In his career Yelsy Heredia has habitually accompanied important musicians like Bebo and Chucho Valdés, Diego el Cigala, Salif Keita, among others and he has recorded three albums, but there’s something special in this new creation:
“With Lo Nuestro, more than ever, appears in me the feeling of belonging to my homeland, Guantánamo, because I have always been, the Cuban musician playing flamenco, I said, no, no, now I will be the Cuban musician who is playing by his own right, playing what is ours…”
In Lo Nuestro women play changüí blessed heresy! Changüí with rap, changüí with jazz, changüí with tamales and with yucca, it’s not the same, but it’s the same because it’s made in Cuba, for Cuban talents, with authenticity:
“Lo Nuestro is a hundred per cent Yelsi Heredia, I have been collaborating all these years, it’s not like I’m not committed, those who have seen me on stage know that I do, but it’s only a percent because I am at the beck and call of that project, all that knowledge has been there, but I insist that from changüí I approach other genres, this is a hundred per cent Cuban.

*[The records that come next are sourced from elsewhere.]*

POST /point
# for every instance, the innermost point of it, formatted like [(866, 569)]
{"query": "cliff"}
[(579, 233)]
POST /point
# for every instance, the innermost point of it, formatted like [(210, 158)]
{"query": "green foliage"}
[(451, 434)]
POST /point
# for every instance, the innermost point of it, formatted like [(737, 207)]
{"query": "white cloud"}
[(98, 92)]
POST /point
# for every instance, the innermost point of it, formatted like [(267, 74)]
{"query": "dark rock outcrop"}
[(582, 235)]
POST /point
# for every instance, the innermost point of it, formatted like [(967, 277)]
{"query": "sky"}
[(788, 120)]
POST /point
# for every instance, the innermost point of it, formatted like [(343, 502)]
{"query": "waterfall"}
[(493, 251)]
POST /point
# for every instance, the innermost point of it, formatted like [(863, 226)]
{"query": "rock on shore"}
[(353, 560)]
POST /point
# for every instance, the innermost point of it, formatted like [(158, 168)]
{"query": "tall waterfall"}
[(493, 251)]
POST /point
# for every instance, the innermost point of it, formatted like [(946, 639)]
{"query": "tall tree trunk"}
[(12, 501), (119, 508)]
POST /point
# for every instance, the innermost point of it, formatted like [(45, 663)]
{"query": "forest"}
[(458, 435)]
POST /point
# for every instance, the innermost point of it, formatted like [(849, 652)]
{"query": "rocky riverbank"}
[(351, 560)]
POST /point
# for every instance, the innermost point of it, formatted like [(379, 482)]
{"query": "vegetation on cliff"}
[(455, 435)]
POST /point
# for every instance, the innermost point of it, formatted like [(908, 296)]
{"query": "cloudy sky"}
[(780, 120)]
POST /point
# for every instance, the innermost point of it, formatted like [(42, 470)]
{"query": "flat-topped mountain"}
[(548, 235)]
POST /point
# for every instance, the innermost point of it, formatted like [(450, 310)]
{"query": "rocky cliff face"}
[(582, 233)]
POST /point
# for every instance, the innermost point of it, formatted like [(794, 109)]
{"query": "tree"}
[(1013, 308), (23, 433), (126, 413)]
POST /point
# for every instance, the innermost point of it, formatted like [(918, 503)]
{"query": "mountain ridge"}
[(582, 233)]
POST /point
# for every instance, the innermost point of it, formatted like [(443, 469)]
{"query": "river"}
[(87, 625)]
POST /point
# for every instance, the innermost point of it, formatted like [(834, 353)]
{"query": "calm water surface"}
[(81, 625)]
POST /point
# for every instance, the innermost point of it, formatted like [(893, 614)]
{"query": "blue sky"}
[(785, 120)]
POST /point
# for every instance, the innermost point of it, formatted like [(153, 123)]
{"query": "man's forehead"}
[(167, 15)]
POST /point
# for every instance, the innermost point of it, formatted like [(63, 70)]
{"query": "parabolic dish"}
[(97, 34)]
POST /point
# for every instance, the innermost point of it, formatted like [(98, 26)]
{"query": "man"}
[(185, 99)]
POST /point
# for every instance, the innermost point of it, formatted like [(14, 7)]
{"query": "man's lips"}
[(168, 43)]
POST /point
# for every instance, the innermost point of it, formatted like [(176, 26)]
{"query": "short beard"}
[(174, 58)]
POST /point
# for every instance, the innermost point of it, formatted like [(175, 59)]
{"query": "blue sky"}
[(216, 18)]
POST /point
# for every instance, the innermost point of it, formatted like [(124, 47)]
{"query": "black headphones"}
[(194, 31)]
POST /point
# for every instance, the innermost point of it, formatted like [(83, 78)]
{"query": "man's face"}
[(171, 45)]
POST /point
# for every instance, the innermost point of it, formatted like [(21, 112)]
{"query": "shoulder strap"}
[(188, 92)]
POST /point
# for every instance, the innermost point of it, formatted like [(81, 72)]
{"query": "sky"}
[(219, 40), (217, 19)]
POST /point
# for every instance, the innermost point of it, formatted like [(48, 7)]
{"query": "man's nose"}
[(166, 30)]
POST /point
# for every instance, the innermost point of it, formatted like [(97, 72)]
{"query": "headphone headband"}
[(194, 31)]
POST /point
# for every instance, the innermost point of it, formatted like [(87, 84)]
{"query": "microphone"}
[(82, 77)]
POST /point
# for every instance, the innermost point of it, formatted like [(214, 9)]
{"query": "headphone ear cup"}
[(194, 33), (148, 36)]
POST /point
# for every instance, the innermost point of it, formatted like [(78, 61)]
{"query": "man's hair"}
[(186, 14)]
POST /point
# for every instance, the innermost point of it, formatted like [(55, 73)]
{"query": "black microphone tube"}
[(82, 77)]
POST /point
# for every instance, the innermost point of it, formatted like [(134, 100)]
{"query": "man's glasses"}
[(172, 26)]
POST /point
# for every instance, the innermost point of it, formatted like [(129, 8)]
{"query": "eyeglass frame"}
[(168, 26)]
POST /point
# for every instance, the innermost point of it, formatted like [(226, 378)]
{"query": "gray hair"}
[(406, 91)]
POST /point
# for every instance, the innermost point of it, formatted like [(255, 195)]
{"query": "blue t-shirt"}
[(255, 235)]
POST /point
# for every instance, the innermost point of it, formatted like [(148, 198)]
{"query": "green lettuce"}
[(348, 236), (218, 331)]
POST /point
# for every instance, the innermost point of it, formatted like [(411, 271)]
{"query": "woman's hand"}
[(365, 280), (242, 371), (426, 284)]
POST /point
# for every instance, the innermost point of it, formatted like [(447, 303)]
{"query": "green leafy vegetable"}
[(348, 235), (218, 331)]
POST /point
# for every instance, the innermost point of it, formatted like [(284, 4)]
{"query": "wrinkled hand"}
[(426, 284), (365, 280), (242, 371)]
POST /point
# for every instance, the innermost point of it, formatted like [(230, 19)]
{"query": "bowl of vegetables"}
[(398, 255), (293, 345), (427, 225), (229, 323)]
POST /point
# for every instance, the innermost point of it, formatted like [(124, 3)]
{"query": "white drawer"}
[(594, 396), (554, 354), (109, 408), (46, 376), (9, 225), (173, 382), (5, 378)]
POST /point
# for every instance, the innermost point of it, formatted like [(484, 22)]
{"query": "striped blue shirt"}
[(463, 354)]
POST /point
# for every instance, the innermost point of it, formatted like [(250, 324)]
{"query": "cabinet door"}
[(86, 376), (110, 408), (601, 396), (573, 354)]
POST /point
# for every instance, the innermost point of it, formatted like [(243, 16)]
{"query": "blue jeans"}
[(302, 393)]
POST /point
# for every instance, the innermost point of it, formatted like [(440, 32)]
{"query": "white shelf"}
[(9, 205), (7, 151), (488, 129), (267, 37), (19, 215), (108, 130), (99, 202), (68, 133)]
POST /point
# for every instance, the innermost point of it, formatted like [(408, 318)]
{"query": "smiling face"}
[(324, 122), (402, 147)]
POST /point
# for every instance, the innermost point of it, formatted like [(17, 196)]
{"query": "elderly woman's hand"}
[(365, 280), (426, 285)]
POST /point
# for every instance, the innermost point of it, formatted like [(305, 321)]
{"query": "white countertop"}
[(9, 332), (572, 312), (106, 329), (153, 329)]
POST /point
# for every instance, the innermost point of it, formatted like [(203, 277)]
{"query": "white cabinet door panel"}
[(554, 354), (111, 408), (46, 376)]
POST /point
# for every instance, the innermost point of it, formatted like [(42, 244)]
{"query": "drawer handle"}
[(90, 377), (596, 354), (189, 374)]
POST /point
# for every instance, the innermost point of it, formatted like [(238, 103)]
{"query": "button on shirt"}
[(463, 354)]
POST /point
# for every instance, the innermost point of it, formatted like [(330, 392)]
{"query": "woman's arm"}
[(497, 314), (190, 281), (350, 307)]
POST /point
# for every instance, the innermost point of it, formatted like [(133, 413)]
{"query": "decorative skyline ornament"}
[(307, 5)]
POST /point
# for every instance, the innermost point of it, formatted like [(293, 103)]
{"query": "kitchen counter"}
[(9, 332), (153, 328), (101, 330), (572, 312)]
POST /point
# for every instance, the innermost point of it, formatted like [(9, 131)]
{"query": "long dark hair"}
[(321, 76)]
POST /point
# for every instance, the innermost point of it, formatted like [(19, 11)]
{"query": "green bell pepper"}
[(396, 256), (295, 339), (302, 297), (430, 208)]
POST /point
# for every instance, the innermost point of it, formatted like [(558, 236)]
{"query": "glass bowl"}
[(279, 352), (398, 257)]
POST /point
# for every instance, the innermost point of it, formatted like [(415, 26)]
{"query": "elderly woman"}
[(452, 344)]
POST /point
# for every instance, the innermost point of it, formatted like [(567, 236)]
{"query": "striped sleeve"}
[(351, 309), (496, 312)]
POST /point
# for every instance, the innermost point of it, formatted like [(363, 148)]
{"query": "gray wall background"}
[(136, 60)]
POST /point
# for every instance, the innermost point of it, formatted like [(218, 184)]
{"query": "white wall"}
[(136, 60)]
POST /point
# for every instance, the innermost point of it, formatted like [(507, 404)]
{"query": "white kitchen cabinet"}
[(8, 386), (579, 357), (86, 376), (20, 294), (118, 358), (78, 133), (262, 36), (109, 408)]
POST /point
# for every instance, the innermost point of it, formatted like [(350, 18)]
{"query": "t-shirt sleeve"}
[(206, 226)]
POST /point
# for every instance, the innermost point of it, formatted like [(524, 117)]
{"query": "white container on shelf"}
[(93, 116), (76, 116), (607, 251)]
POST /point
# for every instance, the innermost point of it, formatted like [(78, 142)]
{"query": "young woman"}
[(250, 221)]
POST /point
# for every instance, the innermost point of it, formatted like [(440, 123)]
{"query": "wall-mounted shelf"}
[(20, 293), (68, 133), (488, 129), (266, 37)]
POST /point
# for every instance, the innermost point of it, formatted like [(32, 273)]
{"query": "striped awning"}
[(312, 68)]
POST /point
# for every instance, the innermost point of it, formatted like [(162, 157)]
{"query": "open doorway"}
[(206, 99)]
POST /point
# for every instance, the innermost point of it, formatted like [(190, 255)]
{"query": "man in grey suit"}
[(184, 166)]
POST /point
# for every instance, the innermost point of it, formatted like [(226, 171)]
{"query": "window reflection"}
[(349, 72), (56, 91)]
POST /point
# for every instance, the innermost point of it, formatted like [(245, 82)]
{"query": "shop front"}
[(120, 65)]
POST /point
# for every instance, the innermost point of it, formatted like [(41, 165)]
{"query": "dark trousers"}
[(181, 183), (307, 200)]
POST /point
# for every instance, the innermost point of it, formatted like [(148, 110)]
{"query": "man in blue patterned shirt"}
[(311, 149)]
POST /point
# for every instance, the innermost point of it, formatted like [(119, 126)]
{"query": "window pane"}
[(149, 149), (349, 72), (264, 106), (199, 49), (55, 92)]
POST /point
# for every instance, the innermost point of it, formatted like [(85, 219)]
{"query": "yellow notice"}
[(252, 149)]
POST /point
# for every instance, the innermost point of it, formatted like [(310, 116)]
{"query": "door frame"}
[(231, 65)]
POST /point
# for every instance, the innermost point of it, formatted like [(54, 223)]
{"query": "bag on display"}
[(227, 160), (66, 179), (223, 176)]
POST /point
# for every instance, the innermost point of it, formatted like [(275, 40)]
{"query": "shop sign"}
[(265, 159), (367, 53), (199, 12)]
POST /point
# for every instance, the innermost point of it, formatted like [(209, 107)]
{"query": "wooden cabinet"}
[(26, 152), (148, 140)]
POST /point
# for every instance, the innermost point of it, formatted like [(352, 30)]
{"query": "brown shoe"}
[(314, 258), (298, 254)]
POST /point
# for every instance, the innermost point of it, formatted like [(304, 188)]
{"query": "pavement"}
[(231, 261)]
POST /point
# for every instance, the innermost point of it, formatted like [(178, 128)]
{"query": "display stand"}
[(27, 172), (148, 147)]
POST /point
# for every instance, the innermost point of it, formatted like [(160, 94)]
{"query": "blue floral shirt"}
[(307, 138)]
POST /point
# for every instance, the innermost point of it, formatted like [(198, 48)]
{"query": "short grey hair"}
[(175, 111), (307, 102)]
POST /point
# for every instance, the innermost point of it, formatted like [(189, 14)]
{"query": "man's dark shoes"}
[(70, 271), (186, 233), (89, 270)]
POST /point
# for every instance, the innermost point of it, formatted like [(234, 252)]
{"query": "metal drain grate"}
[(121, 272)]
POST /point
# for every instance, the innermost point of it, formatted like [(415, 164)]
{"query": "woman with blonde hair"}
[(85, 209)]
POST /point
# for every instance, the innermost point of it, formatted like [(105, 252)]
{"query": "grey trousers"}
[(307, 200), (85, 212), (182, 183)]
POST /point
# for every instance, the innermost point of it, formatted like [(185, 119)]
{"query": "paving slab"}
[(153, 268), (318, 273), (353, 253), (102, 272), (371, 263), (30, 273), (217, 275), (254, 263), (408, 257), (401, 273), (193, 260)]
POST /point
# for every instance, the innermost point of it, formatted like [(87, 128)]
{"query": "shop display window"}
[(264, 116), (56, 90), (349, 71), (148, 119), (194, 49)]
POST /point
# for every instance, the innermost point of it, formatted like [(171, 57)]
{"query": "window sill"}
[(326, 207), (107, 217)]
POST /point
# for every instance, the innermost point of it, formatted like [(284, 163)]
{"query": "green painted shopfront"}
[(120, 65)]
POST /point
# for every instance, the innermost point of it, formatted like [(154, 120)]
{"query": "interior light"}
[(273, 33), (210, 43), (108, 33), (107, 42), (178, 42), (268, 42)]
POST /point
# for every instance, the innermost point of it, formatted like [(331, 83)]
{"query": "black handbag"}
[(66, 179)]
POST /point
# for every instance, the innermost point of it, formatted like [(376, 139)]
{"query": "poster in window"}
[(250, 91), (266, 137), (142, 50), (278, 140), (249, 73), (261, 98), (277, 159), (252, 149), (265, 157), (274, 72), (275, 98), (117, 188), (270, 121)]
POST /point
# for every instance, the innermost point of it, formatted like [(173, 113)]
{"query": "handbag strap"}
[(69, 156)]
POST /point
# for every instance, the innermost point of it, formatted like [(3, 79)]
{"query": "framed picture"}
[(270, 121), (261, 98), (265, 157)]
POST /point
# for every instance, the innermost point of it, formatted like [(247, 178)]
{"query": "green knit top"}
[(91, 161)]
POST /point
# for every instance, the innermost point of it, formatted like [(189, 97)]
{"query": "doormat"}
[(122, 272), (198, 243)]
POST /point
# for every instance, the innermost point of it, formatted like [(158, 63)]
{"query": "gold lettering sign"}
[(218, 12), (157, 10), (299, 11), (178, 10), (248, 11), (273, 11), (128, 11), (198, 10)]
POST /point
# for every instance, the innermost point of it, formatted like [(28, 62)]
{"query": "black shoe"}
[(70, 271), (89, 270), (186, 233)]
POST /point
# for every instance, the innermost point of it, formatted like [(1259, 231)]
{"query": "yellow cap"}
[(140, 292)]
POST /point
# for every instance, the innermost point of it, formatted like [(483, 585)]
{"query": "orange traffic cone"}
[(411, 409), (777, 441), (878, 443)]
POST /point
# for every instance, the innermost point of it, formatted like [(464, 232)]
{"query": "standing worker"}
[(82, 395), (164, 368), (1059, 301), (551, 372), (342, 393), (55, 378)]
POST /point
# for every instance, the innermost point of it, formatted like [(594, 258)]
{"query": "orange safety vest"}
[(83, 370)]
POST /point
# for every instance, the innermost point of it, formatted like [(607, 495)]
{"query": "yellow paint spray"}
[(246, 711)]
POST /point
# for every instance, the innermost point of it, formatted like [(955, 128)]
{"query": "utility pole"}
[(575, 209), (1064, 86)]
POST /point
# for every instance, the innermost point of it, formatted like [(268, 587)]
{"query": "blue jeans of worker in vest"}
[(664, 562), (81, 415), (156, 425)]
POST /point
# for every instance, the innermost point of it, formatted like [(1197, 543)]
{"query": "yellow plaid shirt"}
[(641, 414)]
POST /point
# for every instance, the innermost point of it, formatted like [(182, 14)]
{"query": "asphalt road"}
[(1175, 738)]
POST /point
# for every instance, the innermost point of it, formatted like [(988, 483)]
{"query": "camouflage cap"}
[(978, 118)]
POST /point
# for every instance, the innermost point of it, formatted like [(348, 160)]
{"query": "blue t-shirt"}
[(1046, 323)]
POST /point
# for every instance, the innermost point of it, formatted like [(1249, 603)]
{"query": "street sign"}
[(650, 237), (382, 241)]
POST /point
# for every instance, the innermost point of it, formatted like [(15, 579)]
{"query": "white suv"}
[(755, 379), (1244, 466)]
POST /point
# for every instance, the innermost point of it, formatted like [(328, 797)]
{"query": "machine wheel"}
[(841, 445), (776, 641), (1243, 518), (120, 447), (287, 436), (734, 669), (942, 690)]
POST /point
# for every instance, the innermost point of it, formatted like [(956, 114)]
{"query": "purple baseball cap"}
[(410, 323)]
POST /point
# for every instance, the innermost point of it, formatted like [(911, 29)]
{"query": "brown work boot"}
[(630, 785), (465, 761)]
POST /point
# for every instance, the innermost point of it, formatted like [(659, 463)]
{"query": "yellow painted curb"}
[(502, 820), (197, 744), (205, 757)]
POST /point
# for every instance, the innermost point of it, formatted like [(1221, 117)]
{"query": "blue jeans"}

The DVD shows not just Yelsi Heredia’s image, sound and Cuban identity, according to critics that is unavoidable in everything he does, however he affirms that his life is in Lo Nuestro:
“This album is autobiographical and in the text of Lo Nuestro I wrote: I don't pretend to be as popular as Dan Den, or Revé, I was born with this sound, defending the Cuban identity and later what was foreign, my brother, I follow my path, defending my changüí, accepting what I am, so no one could ever say that I don't take care what’s ours and I show off of what was lent, that is why I have always been with great personalities, with Diego el Cigala, with maestro Chucho Valdés, but I am nail and hammer, speaking bad and fast, representing Guantánamo and its music which is also Cuba.”